Proseguendo: "Sia nella giornata di sabato pomeriggio che domenica mattina mi sono recato personalmente in loco, costatando che il cancello che delimita l’area è sempre aperto; proprio durante il sopralluogo di domenica mattina ho incontrato un cittadino che tranquillamente conferiva vari tipi di immondizia, dall’umido, al secco ed alcune bottiglie di vetro".

"Se pur mi sento in dovere di ringraziare gli operatori di Ecoambiente che provvedono sistematicamente alla pulizia dei bidoni, gli stessi bidoni poco dopo risultano già colmi, vanificando di fatto il lavoro svolto". "A questo punto sollecito l’amministrazione affinchè prenda provvedimenti in merito: innanzitutto è doveroso chiudere il cancello e rendere gli sversamenti possibili solo a coloro che ne hanno diritto".

Concludendo: "In seconda battuta trovo sia il caso di spostare l’isola ecologica in una zona distante dalle abitazioni; ad esempio il giardino retrostante il fabbricato ‘’ ex sede dei socialisti’’ potrebbe essere una valida soluzione in quanto l’area dista pochi metri da quella attuale, è di proprietà del demanio e potrebbe consentire l’uso dell’isola ecologica senza recare particolari problemi ai cittadini".

"Sul tema mi sento di segnalare un'altra problematica che incontrano i cittadini ogni giorno: negli uffici di Ecoambiente di viale Risorgimento manca la possibilità di avere un registro a protocollo in grado di fornire una ricevuta attestante ad esempio il pagamento di tributi, la registrazione dei dati sulla propria abitazione, ecc.

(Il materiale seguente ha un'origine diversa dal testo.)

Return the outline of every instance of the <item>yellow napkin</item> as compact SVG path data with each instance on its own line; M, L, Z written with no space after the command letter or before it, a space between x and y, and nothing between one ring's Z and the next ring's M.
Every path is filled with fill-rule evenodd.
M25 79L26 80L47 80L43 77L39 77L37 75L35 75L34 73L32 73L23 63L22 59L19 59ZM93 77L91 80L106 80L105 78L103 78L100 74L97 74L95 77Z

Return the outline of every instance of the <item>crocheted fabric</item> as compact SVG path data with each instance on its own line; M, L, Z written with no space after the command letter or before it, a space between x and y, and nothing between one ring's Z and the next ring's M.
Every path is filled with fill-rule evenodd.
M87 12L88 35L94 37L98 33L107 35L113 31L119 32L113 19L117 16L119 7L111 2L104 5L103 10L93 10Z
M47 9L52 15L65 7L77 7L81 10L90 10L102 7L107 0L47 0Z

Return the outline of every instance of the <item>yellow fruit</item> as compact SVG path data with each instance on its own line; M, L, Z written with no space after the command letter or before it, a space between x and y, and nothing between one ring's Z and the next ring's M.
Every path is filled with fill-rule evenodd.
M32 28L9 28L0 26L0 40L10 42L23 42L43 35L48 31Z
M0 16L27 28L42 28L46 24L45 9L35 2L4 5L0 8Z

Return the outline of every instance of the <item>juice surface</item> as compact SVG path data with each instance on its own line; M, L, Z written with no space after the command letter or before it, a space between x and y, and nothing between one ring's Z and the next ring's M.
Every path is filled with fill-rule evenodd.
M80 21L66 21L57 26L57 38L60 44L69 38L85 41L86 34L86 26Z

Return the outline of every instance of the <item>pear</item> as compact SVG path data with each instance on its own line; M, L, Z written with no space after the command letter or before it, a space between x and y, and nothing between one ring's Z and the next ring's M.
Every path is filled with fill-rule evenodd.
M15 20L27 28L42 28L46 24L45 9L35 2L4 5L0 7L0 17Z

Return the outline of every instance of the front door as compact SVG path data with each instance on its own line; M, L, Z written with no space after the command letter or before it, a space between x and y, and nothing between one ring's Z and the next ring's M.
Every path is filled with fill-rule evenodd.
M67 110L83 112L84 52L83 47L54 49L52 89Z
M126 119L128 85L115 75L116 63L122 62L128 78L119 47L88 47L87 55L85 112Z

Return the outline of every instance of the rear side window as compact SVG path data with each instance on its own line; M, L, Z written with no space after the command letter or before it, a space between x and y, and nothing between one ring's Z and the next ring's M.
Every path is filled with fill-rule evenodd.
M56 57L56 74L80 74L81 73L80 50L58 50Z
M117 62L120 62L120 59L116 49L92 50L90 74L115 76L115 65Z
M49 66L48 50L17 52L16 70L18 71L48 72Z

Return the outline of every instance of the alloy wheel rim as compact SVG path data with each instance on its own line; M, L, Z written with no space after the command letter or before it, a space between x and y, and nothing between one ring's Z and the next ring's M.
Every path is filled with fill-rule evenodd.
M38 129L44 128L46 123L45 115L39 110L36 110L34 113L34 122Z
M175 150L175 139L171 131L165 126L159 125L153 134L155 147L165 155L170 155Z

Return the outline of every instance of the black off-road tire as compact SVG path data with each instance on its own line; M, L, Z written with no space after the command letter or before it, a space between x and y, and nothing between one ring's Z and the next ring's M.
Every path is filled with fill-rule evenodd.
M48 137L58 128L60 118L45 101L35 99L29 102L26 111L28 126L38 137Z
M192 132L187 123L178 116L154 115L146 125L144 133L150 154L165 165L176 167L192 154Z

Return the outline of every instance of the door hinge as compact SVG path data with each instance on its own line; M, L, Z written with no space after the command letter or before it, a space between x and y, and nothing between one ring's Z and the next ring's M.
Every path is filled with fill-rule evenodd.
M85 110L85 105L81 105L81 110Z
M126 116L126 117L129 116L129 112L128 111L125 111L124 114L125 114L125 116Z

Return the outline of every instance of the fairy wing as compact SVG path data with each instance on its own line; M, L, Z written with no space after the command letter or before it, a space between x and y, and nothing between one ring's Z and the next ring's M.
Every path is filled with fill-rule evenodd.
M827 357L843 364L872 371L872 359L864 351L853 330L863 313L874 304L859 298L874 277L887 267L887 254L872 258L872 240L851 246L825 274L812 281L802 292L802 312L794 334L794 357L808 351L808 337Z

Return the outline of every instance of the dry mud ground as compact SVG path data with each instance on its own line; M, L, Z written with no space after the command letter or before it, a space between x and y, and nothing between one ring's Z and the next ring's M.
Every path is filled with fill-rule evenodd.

Per avere questa ricevuta occorre spostarsi e recarsi agli uffici presenti nel municipio di corso Vittorio Emanuele, con notevole ed evidente disagio per chi non conosce esattamente dov’è l’ufficio, gli orari di ricevimento, ecc.; chiedo all’amministrazione di attivarsi nei confronti di Ecoambiente affinchè si organizzi un protocollo anche negli uffici di viale Risorgimento in modo da limitare il più possibile complicazioni ai cittadini".